UAE vs Singapore vs Hong Kong: Which Jurisdiction Actually Wins for Fintech Licensing in 2026?
The decision about where to license a fintech or crypto business reaches further than most founders initially appreciate. Regulatory obligations, banking access, tax treatment, operational costs, and institutional credibility are all shaped by the jurisdiction chosen — and they are all difficult and expensive to restructure once the initial decision has been made. The UAE, Singapore, and Hong Kong consistently rank among the top three on the shortlist for fintech operators making serious licensing decisions. All three have invested deliberately in becoming virtual asset and fintech hubs. All three offer real advantages. And all three come with specific regulatory requirements, cost structures, and operational realities that are worth understanding in detail before making a commitment. Businesses working with fintech licensing services that operate across all three frameworks encounter one question more than any other: which of the three fits this particular business? The answer depends on specifics — but those specifics are identifiable.

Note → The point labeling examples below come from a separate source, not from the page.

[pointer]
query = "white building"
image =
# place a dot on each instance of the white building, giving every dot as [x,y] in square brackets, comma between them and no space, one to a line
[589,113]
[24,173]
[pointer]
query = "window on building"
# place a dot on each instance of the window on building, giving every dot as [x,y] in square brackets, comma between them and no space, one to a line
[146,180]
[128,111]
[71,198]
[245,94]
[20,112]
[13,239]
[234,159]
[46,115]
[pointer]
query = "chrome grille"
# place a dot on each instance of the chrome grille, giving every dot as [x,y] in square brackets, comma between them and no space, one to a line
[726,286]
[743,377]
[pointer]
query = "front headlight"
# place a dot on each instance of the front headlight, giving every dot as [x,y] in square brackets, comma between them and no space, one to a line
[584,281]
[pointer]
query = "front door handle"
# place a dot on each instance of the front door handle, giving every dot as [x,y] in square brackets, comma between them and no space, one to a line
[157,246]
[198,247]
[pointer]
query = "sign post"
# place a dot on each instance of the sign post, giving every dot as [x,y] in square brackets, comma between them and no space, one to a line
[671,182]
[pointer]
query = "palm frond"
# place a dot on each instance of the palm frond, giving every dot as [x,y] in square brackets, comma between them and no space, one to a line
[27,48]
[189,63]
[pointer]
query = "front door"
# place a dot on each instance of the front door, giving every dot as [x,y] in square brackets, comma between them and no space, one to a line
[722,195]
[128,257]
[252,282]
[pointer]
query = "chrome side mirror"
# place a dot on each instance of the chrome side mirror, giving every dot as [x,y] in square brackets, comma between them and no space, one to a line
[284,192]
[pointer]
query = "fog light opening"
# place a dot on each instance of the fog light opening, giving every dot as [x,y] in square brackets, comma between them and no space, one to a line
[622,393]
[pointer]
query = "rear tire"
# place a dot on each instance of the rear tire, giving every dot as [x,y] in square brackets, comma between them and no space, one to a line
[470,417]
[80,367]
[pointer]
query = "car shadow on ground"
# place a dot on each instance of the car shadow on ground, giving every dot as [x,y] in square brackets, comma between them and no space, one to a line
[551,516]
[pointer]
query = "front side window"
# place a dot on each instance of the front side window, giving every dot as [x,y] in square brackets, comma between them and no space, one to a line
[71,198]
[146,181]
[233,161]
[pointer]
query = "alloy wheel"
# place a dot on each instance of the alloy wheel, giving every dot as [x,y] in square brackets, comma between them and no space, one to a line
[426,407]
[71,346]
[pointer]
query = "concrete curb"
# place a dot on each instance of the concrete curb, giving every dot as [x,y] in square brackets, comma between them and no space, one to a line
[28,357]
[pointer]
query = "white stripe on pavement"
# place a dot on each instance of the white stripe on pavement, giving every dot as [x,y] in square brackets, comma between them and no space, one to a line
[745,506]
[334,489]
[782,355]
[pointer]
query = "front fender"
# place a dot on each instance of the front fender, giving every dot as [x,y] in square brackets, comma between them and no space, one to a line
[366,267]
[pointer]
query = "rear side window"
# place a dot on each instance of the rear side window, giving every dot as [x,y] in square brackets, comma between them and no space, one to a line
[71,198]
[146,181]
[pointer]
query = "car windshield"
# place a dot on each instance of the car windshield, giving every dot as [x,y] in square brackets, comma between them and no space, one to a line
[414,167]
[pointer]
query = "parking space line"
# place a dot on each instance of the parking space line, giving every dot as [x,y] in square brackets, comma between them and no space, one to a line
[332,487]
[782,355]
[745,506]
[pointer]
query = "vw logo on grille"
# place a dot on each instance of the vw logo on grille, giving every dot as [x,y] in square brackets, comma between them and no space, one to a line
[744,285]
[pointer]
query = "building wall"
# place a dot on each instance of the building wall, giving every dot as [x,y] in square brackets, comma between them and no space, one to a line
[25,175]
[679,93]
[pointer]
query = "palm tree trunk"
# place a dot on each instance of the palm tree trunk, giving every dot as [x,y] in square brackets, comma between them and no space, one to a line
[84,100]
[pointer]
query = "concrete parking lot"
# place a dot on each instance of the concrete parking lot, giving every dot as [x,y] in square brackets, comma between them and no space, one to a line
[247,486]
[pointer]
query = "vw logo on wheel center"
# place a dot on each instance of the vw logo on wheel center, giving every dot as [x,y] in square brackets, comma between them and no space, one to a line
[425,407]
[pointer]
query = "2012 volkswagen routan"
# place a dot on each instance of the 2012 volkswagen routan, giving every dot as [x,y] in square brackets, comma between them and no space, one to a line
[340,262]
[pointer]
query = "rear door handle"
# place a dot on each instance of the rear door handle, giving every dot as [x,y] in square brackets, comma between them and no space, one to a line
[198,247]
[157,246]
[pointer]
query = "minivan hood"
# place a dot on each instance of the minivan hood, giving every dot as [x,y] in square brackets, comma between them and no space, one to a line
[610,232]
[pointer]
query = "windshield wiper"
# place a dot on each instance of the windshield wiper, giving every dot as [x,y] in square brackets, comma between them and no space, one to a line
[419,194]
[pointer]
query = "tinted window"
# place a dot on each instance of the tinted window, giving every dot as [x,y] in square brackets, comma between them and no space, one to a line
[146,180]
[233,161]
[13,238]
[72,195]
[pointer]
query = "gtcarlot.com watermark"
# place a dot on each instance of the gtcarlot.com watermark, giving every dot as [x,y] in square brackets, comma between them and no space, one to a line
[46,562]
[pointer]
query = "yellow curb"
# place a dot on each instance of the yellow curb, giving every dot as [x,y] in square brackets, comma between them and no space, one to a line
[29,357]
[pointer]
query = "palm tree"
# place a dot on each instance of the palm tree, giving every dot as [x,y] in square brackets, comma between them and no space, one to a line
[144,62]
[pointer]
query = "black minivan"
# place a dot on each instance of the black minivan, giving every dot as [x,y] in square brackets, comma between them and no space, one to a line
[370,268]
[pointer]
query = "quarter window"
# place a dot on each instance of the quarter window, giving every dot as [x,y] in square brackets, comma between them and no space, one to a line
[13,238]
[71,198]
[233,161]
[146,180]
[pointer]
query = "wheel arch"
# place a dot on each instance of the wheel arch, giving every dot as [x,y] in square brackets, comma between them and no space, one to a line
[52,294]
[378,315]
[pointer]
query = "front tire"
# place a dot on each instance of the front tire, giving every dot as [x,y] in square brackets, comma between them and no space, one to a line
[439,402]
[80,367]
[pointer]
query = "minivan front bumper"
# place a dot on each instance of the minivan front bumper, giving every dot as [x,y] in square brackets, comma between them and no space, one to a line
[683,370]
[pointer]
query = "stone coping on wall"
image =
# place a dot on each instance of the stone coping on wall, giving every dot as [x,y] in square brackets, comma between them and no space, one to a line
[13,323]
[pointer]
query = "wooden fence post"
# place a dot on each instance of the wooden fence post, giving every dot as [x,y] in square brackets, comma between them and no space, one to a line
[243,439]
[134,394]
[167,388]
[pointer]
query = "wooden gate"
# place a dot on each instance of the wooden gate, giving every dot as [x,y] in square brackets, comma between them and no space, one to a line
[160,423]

The UAE: Three Regulatory Frameworks in One Country
One thing that catches many applicants off guard about the UAE is the lack of a unified national regulatory framework for virtual assets and fintech. Three distinct frameworks operate in parallel — each with its own regulator, scope of authorization and licensing requirements. Understanding which one applies to a given business model is the first and most important step in the UAE licensing process.
Created by Dubai Law No. 4 of 2022, VARA serves as mainland Dubai’s regulator for the full range of virtual asset service providers — including exchanges, brokers, custodians, lending platforms, and investment services. Its 2023 Full Market Product Regulations set out compliance expectations across four areas: governance, technology standards, cybersecurity, and market conduct. What gives VARA authorization its practical value beyond the compliance dimension is institutional recognition — banks, investors, and counterparties operating in the virtual asset space treat a VARA license as meaningful evidence of regulatory standing.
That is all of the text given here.